- Developer: Andrew Rogers
- Publisher: Firebird Software
- Platforms: Amstrad CPC, Atari 8-bit, C16 / Plus/4, Commodore 64, ZX Spectrum
- Release: 1986
- Genre: Platform

= Spiky Harold =

1986 video game

Spiky Harold is a platform video game written by Andrew Rogers and published by Firebird Software in 1986. It was released for Amstrad CPC, Atari 8-bit computers, Commodore 16 / Plus/4, Commodore 64, and ZX Spectrum home computers.

==Plot==
As winter approaches, a hedgehog named Harold must get ready for hibernation by gathering food that is buried beneath the hedgerows.

==Gameplay==

Atari 8-bit screenshot

Spiky Harold is a flip-screen platform game in which the player moves the protagonist, Harold, from room to room collecting various objects. The goal of this game is to collect enough food for Harold the hedgehog to survive on while hibernating. The necessities are strewn across and below a big hedgerow. Coins that grant extra lives, wine glasses that change Harold's directions, apples, and other food items are among the numerous things that need to be collected. Unfortunately, all the objects are guarded by wasps, rodents, sulfur clouds, and bouncing balls. All the items have to be collected within the 24 hours displayed on the clock at the bottom of the screen.
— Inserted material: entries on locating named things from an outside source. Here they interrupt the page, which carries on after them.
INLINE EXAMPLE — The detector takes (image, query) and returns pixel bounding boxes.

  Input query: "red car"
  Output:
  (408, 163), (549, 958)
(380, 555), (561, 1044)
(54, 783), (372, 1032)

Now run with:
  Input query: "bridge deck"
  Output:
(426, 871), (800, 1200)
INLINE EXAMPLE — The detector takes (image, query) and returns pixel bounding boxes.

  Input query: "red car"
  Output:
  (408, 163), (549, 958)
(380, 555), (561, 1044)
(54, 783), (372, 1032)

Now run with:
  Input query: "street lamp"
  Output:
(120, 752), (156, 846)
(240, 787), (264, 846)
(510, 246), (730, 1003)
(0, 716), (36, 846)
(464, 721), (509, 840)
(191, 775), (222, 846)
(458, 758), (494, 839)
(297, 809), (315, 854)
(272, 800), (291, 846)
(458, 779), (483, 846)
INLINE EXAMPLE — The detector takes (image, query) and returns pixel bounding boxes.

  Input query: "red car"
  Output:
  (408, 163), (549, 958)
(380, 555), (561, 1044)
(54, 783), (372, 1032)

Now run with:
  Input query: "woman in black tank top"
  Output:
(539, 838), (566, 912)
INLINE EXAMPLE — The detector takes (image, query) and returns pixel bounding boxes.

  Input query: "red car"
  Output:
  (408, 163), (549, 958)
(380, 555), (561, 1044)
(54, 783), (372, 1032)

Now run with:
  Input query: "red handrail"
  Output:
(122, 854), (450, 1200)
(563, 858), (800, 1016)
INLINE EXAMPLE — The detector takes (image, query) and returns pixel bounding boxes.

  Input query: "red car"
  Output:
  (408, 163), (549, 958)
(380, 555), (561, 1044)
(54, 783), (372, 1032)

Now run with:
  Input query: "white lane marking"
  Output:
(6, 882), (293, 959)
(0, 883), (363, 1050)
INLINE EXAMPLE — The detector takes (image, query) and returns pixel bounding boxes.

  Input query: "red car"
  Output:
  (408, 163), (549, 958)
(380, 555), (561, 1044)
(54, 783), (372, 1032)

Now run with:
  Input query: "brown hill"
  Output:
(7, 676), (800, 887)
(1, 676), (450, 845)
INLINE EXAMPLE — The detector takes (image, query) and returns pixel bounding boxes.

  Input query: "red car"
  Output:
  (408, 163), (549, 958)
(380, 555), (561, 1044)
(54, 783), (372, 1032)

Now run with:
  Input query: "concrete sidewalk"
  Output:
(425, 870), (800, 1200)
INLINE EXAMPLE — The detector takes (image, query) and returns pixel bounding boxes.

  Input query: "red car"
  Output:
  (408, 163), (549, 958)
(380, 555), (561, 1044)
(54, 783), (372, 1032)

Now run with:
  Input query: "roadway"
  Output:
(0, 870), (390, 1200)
If the player is successful in gathering all of the required materials within the specified time, they must then deliver Harold back to his pad, where he can sleep the winter away.

==Reception==
Spiky Harold received mixed reviews. Commodore User reviewer complained about the slow, repetitive gameplay and dire music detracting a lot from what could have been a good game. Stuart Kirkham writing for the Computer Gamer magazine summed up Spiky Harold as a good platform game that has plenty of entertainment to offer for a small price.